Participants will be randomly assigned to one of two groups: one group will receive early palliative care in addition to usual care from their blood cancer doctor, and the other group will receive usual care from their blood cancer doctor only. All participants will be asked to fill out questionnaires about their symptom burden, mood, quality of life, and satisfaction with care throughout the study. Some participants will also be asked to take part in interviews at the end of the trial to answer questions about their experience taking part in the study. Researchers will compare the results between the two groups to see if there are any improvements in quality of life for the patients who received early palliative care. The researchers will use the results of this study to guide in the development of a larger clinical trial.
Description
In this study, the investigators will test an early palliative care intervention for patients with multiple myeloma and aggressive B cell lymphoma in a randomized phase II trial in which outpatients with multiple myeloma and aggressive lymphoma will be allocated to one of two groups: symptom screening alone (usual care) or early palliative care (intervention).

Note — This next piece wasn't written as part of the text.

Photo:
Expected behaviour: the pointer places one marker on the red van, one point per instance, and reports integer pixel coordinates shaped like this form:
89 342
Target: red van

Participants will be recruited from multiple myeloma and lymphoma outpatient clinics at the Princess Margaret Cancer Centre. Consenting participants will complete questionnaires measuring outcomes of quality of life, symptom burden, depression, and satisfaction with care at recruitment, 1 month, 2 months, and 3 months. After the 3-month follow-up time point, select participants will complete a one-time semi-structured interview that explores their experiences taking part in the study.
The purpose of this phase II trial is to assess the feasibility and preliminary efficacy of early palliative care for outpatients with multiple myeloma and aggressive lymphoma. Feasibility criteria are: (i) accrual of at least 80 patients over 12 months; (ii) ≥60% complete patient-reported outcomes (PROs) at baseline, 1 month, 2 months, and 3 months; and (iii) in the early palliative care group, ≥60% of patients have at least one visit to the palliative care clinic.
Eligibility
Inclusion Criteria:
- age ≥18 years;
- a new diagnosis of multiple myeloma or at time of progression of disease necessitating a change in treatment plan, or relapsed/refractory aggressive B cell lymphomas after one prior line of therapy;
- Eastern Cooperative Oncology Group (ECOG) performance status 0-3; and
- willingness to complete symptom screening.
Exclusion Criteria:
- insufficient English literacy to complete study procedures;
- hematologist-determined poor cognitive status;
- current palliative care team involvement at Princess Margaret Cancer Centre or elsewhere;
- referred to the Princess Margaret Cancer Centre for once-off a second opinion and not receiving ongoing follow up with hematology team at the Princess Margaret Cancer Centre; and
- failure to score a single item at ≥3 of the ESAS-r-plus at time of recruitment.